Deutschland galt bislang als führender Pharmastandort und exportiert die meisten Pharmaprodukte weltweit. Doch eine neue Studie des Europäischen Patentamts (EPA) zur Krebsforschung, die am Montag vor dem Weltkrebstag veröffentlicht wurde, zeigt, dass Deutschland und Europa insgesamt in wichtigen Bereichen der innovativen Krebsbekämpfung an Patentanmeldungen verlieren. Trotz der Spitzenposition in Europa mit fast 5400 krebsbezogenen internationalen Patentfamilien (5% der globalen Patentanmeldungen zwischen 2010 und 2021) verzeichnen die USA und China in den am schnellsten wachsenden Bereichen einen größeren Anteil an den Patentanmeldungen.
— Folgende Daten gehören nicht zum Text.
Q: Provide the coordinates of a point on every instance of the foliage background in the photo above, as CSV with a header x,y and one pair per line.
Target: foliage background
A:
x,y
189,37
picture alliance/dpa | Bernd Weißbrod
Verluste in Wachstumsbereichen
In den schnellsten Wachstumsbereichen der Onkologie – wie zellulärer Immuntherapie, Gentherapie und Bildanalyse – hat Europa im Vergleich zu den USA und China im Zeitraum zwischen 2015 und 2021 durchschnittlich fünf Prozentpunkte verloren. Besonders auffällig sind die Wachstumsraten in der Zell-Immuntherapie (37,5%), Gentherapie (31%) und Bildanalyse (20%), die von den USA und China stark dominiert werden.
Start-ups und Skalierungsprobleme
Trotz der hohen Anzahl an Onkologie-Start-ups in Europa (rund 1500), von denen Deutschland mit 208 die drittgrößte Zahl aufweist, warnt EPA-Präsident António Campinos vor der mangelnden Skalierbarkeit der europäischen Start-ups. In den USA schaffen es fast 40% der Start-ups in die späte Wachstumsphase, während in Europa nur ein Viertel dieser Unternehmen diesen Meilenstein erreicht. Diese Diskrepanz unterstreicht die Notwendigkeit für mehr Investitionen und Unterstützung in der europäischen Innovationslandschaft.
Forschungseinrichtungen und Patente
Die Studie zeigt auch, dass öffentliche Forschungseinrichtungen in Deutschland fast 40% der krebsbezogenen Innovationen beitragen. Hier belegt Deutschland den zweiten Platz in Europa hinter Großbritannien. Führende deutsche Institutionen sind das Deutsche Krebsforschungszentrum (DKFZ), die Max-Planck-Gesellschaft und die Universität Heidelberg, die zu den größten Patentinhabern gehören.
Abwärtstrend bei Pharma- und Chemiepatenten
Nicht nur in der Krebsforschung, sondern auch in den Bereichen Chemie und Pharma zeigt die Studie einen Abwärtstrend für Deutschland. Der Anteil an den weltweiten Patenten in diesem Bereich ist von 12,5% vor zehn Jahren auf nur noch 7% im Jahr 2022 gesunken. Inzwischen haben China und Südkorea Deutschland in Bezug auf Patentanmeldungen überholt, während die USA weiterhin führend sind.
Schlussfolgerung
Die Studie des Europäischen Patentamtes verdeutlicht, dass Europa dringend reagieren muss, um die Innovationskraft im Gesundheitswesen, insbesondere in der Onkologie, zu sichern. Ohne ausreichend Investitionen und Unterstützung für europäische Start-ups und Forschungseinrichtungen könnte der europäische Kontinent im globalen Wettlauf um Innovationen weiter an Boden verlieren. Campinos fordert daher ein Umdenken und stärkere Investitionen, um die europäische Wettbewerbsfähigkeit zu wahren.